Nos positions sont totalement opposées aux différents courants staliniens, qui aujourd’hui trompent la jeunesse en se présentant comme les grands défenseurs de la révolution et du communisme, alors qu’ils ont été les fossoyeurs de la révolution, ceux qui ont sali le nom du communisme et qui continuent à soutenir et à participer à des gouvernements bourgeois. En même temps, nous voyons de nombreuses organisations qui se disent révolutionnaires, et même trotskystes, comme c’est le cas du PTS argentin (Révolution Permanente) ou de la Ligue Internationale Socialiste (LIS), succomber de plus en plus aux pressions de la démocratie bourgeoise et des partis réformistes. En Argentine, le FIT-U, front permanent auquel participent ces deux courants, reprend comme slogan de campagne électorale : « La gauche peut et doit gouverner », créant des illusions dans la démocratie bourgeoise et dans la possibilité d’accéder au gouvernement par les élections, puisqu’ils ne parlent ni de la nécessité d’une révolution socialiste, ni de la destruction de l’État bourgeois, comme voie permettant d’aboutir au pouvoir des travailleurs.

Une conférence de fondation

Comme nous l’avons mentionné précédemment, le CIR a moins d’un an d’existence. Durant cette période, malgré notre faiblesse, due principalement au fait que nous avons subi la grande défaite du changement de caractère et de l’éclatement de la LIT, nous avons avancé, en surmontant des difficultés et en commençant à corriger des erreurs, dans un processus de travail commun entre les groupes qui font actuellement partie de notre organisation. Nous avons travaillé ensemble pour répondre aux principaux événements de la lutte des classes au niveau mondial et dans les pays où nous sommes présents : l’invasion russe de l’Ukraine, le génocide d’Israël à Gaza, l’agression des États-Unis contre le Venezuela, la guerre entre les États-Unis et l’Iran, les mobilisations et grèves aux États-Unis, au Chili, en Argentine, au Brésil et au Paraguay, ainsi que la poussée révolutionnaire bolivienne. Ces événements se sont déroulés alors que la plupart des groupes entamaient un processus de fondation, de discussion et de développement. Mais cette voie, que nous venons tout juste d’engager, doit avancer et franchir des étapes fermes. C’est pourquoi nous convoquons une Conférence internationale pour fonder une Internationale démocratiquement centralisée. Notre objectif est de fixer la date de notre premier Congrès international lors de cette conférence, ce qui nous permettra, dans la période précédant celui-ci, d’entreprendre des débats approfondis sur le programme, la stratégie, la politique, le bilan historique, la correction des erreurs qui auraient pu être commises, entre autres.

Un appel ouvert

La Conférence de fondation s’appuiera sur les statuts fondateurs de la LIT-CI et sur le Manifeste de fondation du CIR. Nous considérons qu’il s’agit des bases minimales qui nous permettent ensuite de travailler en vue d’un Congrès mondial avec des perspectives de construction programmatiques et politiques. Ces deux documents sont mis à disposition pour leur connaissance et leur débat parmi ceux qui seront invités et qui souhaiteront participer à la conférence.

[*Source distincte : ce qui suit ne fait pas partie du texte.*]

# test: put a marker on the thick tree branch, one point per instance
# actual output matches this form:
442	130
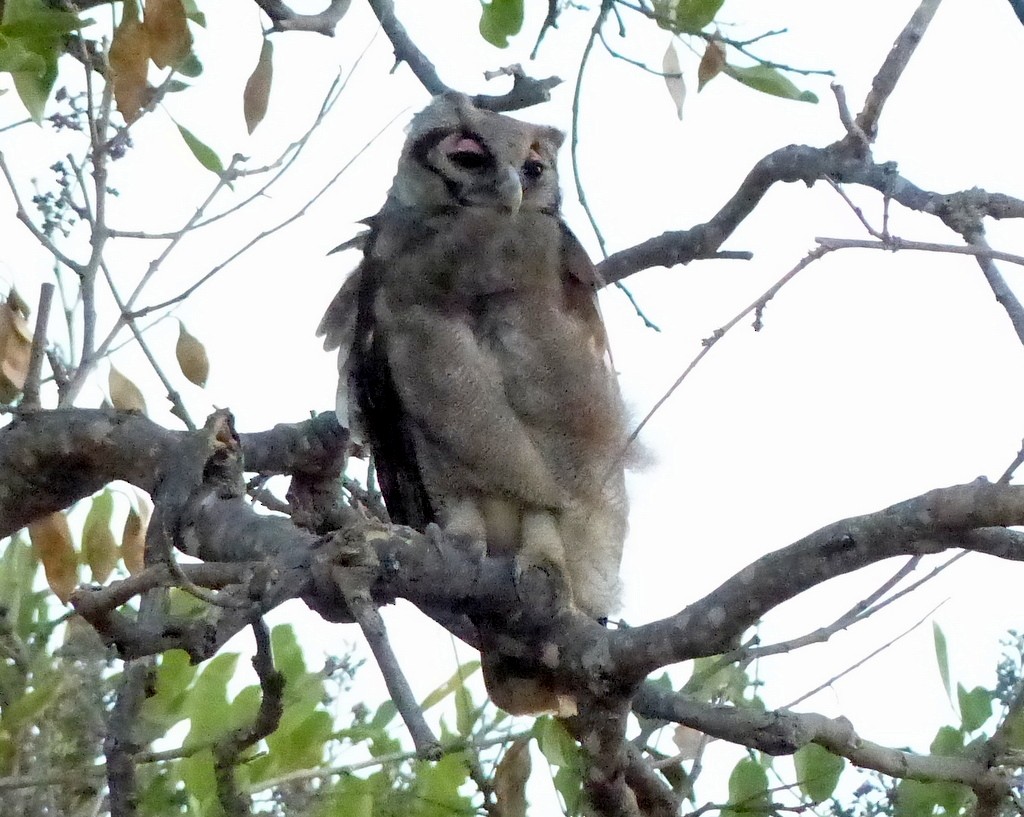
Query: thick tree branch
525	90
284	18
806	164
194	480
930	523
783	732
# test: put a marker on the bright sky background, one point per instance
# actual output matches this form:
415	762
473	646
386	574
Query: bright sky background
877	376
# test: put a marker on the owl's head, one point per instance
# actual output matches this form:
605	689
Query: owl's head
461	156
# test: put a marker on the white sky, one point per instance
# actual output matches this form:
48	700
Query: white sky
877	377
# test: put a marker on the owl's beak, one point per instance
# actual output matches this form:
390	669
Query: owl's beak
510	188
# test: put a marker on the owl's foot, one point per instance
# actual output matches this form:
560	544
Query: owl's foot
475	547
540	564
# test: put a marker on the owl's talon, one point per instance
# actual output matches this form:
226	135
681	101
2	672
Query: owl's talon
541	584
463	542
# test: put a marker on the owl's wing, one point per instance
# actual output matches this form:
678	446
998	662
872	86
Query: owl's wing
581	282
381	411
368	403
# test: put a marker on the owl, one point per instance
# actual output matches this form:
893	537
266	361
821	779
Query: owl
474	361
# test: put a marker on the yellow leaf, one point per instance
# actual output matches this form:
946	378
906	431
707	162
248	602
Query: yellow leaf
674	78
711	63
170	40
133	539
129	56
510	780
257	92
15	349
98	548
51	542
125	394
192	356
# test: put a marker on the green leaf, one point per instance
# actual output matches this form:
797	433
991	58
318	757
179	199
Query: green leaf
976	706
466	713
913	799
749	788
450	686
39	31
384	715
818	771
1014	730
301	746
948	742
288	658
438	784
500	19
692	15
34	87
208	706
768	80
166	705
14	56
561	750
203	153
189	67
28	708
942	656
40	23
193	12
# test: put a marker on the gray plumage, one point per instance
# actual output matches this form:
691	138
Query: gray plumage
473	358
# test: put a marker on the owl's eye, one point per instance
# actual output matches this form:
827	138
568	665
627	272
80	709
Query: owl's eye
532	169
469	160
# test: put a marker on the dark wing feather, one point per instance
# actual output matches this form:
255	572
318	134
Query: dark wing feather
382	413
581	282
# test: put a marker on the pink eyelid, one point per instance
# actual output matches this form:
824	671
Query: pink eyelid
468	145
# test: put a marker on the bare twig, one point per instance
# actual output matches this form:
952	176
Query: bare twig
369	618
284	18
30	397
228	750
894	244
862	661
887	77
756	307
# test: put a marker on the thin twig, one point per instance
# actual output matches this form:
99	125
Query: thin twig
756	307
30	395
894	244
265	233
863	660
887	77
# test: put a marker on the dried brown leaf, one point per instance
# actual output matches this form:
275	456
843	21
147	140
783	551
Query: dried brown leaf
711	63
125	395
192	356
133	538
257	92
51	542
167	27
129	58
15	349
99	550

À ceux qui sont d’accord pour fonder une organisation internationale démocratiquement centralisée, sur la base des principes mentionnés, nous les invitons à se joindre à cet appel.

À ceux qui partagent la nécessité de la construction-reconstruction de l’Internationale, mais qui ont des doutes sur certains de nos positionnements, nous les invitons à discuter et à participer en tant qu’observateurs à cette Conférence, sans engagement d’adhésion.